2009-09-05 08:45:14 | 映画
 西原理恵子のマンガの映画化らしいが、先の『いけちゃんとぼく』にしても、今回にしても、なんだかツボに嵌まり過ぎて困る。見る前からやられるなぁ、という予感はあるが、それがあまりに思ったようにくると、見ていて恥ずかしい。もちろん、映画が、ではなく、自分が、である。女の子が主人公で、とても感傷的な『スタンド・バイ・ミー』系のお話で、映画はその設定だけ確認すると、けっこうすぐに回想に入っていき、どんどん行け行けで話が流れていく。わざとらしいくらいに、ありきたりな展開もある。だが、思い出の中ではえてしてこんなふうになるものなのだ。

 愛媛県の田舎の村を舞台にして、3人の少女たちのお話が丁寧に描かれていく。出会いから、別れまで。この村に主人公の少女が引っ越してきたところから始まり、大人になった彼女が、2人と別れて東京に出ていくまで、である。小学校の頃の話と、高校時代、そして大人になって2人が結婚をしてからの話と、ちゃんと順を追う。

 漫画家になった主人公(深津絵里)がスランプに陥り、やる気もなくダラダラ過ごす日々から、映画は始まる。新しい編集者が家を訪れ彼と共に思い出への旅が始まる。このあまりといえばあんまりな単純でありきたりな話が、なぜこんなにも心に沁みるのだろうか。誰の中にも共通してある個人的なのに普遍的なイメージがとても美しい風景として描かれるからか。だが、それだけでは反対に拒否反応を起こすかもしれない。甘いだけの映画は付き合いきれない。そうなのだ。この映画は必要以上に悲惨な話だ。
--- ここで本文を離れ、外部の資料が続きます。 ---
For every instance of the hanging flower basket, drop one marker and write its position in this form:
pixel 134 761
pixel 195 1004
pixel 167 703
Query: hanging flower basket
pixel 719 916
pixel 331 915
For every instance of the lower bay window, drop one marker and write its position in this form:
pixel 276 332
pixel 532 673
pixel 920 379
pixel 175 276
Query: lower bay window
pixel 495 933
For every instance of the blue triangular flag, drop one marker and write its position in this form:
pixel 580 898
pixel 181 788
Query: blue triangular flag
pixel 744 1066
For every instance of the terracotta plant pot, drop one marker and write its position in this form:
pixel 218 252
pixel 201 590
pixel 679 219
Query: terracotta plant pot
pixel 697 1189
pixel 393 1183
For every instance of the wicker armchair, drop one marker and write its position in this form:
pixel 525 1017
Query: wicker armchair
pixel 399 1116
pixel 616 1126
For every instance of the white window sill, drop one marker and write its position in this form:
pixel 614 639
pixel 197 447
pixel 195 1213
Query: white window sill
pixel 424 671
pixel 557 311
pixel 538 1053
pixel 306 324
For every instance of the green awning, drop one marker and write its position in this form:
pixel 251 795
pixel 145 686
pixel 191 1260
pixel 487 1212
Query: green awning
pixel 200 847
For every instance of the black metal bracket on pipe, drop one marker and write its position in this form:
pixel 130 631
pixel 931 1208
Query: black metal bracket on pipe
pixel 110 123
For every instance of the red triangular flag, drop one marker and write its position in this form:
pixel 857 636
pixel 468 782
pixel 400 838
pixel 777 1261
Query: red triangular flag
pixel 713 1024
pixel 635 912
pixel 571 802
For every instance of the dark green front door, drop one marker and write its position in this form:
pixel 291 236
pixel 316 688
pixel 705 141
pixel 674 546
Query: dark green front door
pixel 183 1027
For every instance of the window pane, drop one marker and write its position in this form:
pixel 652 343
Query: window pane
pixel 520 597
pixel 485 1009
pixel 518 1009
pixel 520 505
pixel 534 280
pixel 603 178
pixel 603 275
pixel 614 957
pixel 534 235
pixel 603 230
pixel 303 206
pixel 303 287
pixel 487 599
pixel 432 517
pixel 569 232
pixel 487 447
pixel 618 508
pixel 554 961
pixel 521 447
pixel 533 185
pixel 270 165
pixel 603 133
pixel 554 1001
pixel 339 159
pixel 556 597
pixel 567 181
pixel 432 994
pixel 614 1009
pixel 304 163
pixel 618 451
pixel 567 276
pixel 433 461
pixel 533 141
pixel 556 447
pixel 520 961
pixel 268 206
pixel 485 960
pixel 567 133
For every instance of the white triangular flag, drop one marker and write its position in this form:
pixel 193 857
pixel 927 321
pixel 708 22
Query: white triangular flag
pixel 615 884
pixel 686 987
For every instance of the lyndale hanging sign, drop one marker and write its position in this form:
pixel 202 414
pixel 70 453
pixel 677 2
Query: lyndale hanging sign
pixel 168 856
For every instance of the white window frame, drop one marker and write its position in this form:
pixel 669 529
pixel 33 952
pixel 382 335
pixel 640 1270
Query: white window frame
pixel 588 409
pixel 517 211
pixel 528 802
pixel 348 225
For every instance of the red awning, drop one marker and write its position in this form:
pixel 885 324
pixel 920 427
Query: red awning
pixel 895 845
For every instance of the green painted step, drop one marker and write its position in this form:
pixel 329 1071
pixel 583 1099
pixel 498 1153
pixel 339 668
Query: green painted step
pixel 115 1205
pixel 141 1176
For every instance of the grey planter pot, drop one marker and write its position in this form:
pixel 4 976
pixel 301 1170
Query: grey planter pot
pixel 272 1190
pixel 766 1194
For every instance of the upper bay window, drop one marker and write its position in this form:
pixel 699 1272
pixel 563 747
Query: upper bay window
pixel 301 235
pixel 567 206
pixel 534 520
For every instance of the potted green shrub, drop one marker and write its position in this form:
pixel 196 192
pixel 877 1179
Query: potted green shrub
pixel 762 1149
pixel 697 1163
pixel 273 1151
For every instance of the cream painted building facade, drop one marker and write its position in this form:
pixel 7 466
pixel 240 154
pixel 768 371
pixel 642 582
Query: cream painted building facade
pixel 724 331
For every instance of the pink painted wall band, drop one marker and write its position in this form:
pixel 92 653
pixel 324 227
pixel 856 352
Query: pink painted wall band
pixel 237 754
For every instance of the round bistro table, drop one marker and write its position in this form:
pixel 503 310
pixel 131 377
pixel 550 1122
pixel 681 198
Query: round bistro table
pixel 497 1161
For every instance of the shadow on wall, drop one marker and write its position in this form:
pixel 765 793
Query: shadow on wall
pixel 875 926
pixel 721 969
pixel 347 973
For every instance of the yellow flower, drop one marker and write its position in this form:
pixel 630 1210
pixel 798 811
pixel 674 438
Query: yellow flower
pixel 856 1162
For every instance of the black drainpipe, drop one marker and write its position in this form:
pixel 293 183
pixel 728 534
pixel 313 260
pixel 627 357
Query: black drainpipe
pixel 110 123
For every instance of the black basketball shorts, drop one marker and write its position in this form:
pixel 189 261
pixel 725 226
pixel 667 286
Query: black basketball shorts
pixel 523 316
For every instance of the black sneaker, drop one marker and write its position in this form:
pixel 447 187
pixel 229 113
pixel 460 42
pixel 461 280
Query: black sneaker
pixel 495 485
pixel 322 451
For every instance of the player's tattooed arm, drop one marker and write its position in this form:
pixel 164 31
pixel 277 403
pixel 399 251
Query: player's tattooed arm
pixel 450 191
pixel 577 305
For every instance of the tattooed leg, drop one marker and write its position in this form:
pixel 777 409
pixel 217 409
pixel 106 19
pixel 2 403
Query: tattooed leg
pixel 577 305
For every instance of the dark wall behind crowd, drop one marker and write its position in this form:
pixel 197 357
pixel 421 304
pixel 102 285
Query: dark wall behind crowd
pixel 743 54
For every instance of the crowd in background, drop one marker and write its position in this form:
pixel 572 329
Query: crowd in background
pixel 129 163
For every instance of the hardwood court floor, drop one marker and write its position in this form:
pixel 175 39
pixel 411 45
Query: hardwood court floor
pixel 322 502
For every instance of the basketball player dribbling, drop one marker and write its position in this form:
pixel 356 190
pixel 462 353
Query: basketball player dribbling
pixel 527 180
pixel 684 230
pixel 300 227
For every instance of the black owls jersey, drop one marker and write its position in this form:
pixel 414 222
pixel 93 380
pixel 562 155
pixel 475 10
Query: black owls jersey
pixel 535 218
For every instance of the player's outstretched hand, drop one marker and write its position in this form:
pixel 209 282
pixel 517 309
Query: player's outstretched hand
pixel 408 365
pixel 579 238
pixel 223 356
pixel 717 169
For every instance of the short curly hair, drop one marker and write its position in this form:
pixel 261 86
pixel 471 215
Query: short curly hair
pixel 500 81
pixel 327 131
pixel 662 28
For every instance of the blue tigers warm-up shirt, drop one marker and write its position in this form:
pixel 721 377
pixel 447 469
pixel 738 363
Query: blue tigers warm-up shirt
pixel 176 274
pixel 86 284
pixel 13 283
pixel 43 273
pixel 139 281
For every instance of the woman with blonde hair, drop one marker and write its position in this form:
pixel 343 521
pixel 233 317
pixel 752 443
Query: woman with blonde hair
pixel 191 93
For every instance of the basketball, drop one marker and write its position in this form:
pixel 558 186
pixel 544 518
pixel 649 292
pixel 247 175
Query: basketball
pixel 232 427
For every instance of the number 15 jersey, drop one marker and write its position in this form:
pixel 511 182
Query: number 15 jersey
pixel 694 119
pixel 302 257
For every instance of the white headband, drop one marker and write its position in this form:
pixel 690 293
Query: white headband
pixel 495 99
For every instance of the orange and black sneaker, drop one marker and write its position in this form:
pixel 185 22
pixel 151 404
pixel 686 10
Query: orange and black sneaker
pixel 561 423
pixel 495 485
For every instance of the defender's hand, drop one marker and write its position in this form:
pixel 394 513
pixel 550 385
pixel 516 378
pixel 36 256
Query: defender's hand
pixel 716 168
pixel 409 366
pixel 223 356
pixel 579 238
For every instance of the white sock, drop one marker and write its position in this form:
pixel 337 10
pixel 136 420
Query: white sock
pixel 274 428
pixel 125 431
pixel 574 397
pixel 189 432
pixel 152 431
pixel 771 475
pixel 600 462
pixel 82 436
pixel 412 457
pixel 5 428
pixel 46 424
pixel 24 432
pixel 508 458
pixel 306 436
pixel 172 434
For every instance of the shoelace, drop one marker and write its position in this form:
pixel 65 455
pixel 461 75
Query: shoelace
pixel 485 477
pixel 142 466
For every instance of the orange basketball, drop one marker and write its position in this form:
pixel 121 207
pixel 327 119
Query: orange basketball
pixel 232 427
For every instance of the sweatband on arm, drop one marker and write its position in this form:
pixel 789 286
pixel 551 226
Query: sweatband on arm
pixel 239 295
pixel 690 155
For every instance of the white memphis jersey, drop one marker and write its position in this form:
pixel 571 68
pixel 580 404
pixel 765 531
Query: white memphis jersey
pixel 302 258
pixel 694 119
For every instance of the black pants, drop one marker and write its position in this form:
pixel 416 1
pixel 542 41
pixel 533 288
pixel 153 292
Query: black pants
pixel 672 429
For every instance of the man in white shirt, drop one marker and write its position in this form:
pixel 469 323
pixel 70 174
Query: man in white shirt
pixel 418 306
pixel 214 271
そこにこの映画の意味がある。

 絵に描いたように、この少女たちは迫害されていたり理解されなかったりする。つまらない人生が彼女たちの未来には広がっている。未来は夢見る時間のはずが、まるでここには夢なんてなく、わざとらしいくらいに悲惨だ。汚い服しかないから街にも行けない、と言う。(でも、それはセリフでだけで、彼女たちの服は全然そうは見えないのだが)不細工だとか、言われる(それも、ありえない、3人は凄くかわいい)というふうに、映像とセリフのギャップがすごい。悲惨を描きながら、少女たちの美しさは際立つ。これは作りかえられた想像の中の少女時代ではないか、と思うくらいだ。寺山修司の『田園に死す』なら、途中で、すべては嘘だ、僕の少年時代はあんなふうに美しくなかった、とそれまでの描写を反故にするところだ。だが、この映画はかたくなにそんなことはしないでおく。厚顔無恥とはこの映画のためにある言葉ではないかとすら思うくらいだ。作られた「美しい想い出」を旅することを通して、彼女はもう一度漫画家として生きようと思う。ラストでヒロインは「みんなのことを描いていいよね」と涙ぐむ。

 この映画を否定するつもりなんか毛頭ない。それどころか、最高に感動してしまったのだ。ここまで自分たちと、その思い出を美化して、そんな自分の姿に感動できる彼女の自己中ぶりはうらやましい。このくらいに人は鈍感になってもいいと思うのである。自分の人生の中では人はみんな自分が主人公だ、とさだまさしも言ってるではないか。絶対その通りなのだ。保証する。